Thu., July 25, 2013 5:32pm (EDT)

Rain Reducing Georgia’s Smog Problem
By Claire Simms
Updated: 12 months ago

ATLANTA  —  
According to the Clean Air Campaign, the state has not recorded a single “smog alert” day so far this summer.  (Photo By Claire Simms)
According to the Clean Air Campaign, the state has not recorded a single “smog alert” day so far this summer. (Photo By Claire Simms)
Chances are you have been breathing a little easier this summer.

According to the Clean Air Campaign, the state has not recorded a single “smog alert” day so far this summer. Those alerts are triggered when the amount of ozone or particle pollution reaches unhealthy levels.

“There are a couple of factors at play. We’ve had an inordinate amount of rainfall throughout the spring and now into the summer and the rains have succeeded at washing away or helping to be an antidote for some of the formation of ground-level ozone pollution and particle pollution,” said Brian Carr, Director of Communications for the Clean Air Campaign.

Georgia’s Environmental Protection Division collects the air pollution data.
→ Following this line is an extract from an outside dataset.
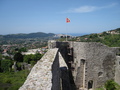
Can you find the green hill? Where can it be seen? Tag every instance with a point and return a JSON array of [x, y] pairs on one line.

Chief Meteorologist Bill Murphey said the rain and cloud cover have led to lower average temperatures, which have held down the production of ozone.

“To get our ozone violations, we need typically sunny skies, hot temperatures and calm winds,” explained Murphey. “We need stable, stagnant conditions.”

While the weather has offered relief, it has made it hard to know whether people have reduced their contributions to air pollution.

“We really don’t even have a chance to look at that based on the weather pattern we’re in,” Murphey said.

Typically, the state sees anywhere from 20 to 30 smog alert days each year.

“This could be considered some cause for celebration in the sense that we are getting a lot of relief that was unexpected,” said Carr. “But it’s equally important to understand that this could be very short-lived. Traffic patterns are expected to normalize around the back to school time of the year when more people will be out on the roads.”

Carr said people should try carpooling, using transit or biking to reduce air pollution.